Áustria investiga suspeitos de 'safari humano' durante Guerra da Bósnia
Áustria investiga 'safari humano' na Guerra da Bósnia

As autoridades austríacas iniciaram uma investigação sobre dois suspeitos envolvidos em atividades conhecidas como 'safari humano' durante a Guerra da Bósnia, ocorrida no distrito de Sarajevo. Segundo informações do Ministério da Justiça austríaco, os acusados teriam participado de excursões nas quais franco-atiradores pagavam para atirar em civis enquanto o conflito acontecia.

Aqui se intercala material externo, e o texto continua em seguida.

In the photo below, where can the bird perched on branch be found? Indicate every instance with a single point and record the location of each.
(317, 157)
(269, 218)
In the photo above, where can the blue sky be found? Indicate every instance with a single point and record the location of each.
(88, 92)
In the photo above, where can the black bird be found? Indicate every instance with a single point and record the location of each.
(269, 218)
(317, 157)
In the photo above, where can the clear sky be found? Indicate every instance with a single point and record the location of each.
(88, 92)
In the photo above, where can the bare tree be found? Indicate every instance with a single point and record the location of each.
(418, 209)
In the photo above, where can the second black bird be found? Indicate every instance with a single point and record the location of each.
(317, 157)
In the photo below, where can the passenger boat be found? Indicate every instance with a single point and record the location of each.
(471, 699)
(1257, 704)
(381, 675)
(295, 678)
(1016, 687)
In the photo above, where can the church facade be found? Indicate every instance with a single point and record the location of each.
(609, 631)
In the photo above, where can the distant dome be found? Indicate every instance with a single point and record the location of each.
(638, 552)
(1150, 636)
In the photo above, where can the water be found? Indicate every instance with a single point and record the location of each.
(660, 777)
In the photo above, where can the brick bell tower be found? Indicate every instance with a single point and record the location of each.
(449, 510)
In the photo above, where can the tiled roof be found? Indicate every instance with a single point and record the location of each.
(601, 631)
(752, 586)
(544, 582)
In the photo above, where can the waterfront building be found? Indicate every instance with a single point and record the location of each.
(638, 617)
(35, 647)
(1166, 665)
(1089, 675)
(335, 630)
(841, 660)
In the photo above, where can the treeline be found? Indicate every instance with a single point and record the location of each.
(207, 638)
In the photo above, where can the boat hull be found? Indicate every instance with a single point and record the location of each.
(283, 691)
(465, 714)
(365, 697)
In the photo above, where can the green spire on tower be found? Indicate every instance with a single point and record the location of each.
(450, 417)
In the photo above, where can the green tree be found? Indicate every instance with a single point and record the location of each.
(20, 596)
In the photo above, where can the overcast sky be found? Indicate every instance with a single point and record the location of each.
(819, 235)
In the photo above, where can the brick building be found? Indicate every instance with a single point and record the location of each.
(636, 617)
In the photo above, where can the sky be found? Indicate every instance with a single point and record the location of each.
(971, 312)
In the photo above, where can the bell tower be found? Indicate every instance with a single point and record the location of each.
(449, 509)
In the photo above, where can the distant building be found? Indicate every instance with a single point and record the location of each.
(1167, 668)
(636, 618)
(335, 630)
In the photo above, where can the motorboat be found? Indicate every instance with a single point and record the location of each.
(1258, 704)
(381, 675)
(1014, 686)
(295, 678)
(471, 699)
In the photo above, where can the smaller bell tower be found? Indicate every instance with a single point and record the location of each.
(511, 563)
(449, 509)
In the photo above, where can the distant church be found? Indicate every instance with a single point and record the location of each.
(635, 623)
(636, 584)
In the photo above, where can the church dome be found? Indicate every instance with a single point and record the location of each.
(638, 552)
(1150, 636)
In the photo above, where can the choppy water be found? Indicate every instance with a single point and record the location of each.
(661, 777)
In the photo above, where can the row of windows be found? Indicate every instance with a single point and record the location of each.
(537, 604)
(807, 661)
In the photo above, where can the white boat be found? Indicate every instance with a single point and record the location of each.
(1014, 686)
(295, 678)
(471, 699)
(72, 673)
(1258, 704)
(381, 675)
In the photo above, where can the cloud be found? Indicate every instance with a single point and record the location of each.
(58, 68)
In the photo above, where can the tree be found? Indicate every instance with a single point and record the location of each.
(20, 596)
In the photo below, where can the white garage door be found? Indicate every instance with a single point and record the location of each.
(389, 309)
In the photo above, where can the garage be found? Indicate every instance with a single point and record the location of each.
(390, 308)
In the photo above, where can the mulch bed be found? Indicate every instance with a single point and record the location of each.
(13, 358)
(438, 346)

A investigação busca esclarecer detalhes sobre essas práticas, que chocaram a comunidade internacional. Os suspeitos, cujos nomes não foram divulgados, são acusados de organizar e guiar essas expedições, nas quais os atiradores escolhiam alvos civis aleatórios. O caso ganhou repercussão após denúncias de organizações de direitos humanos.

Detalhes da investigação

O Ministério da Justiça da Áustria informou que as investigações estão em estágio inicial, com coleta de depoimentos e análise de documentos. As autoridades buscam determinar a extensão da participação dos suspeitos e possíveis conexões com outros envolvidos. A Guerra da Bósnia (1992-1995) foi marcada por graves violações de direitos humanos, incluindo limpeza étnica e assassinatos em massa.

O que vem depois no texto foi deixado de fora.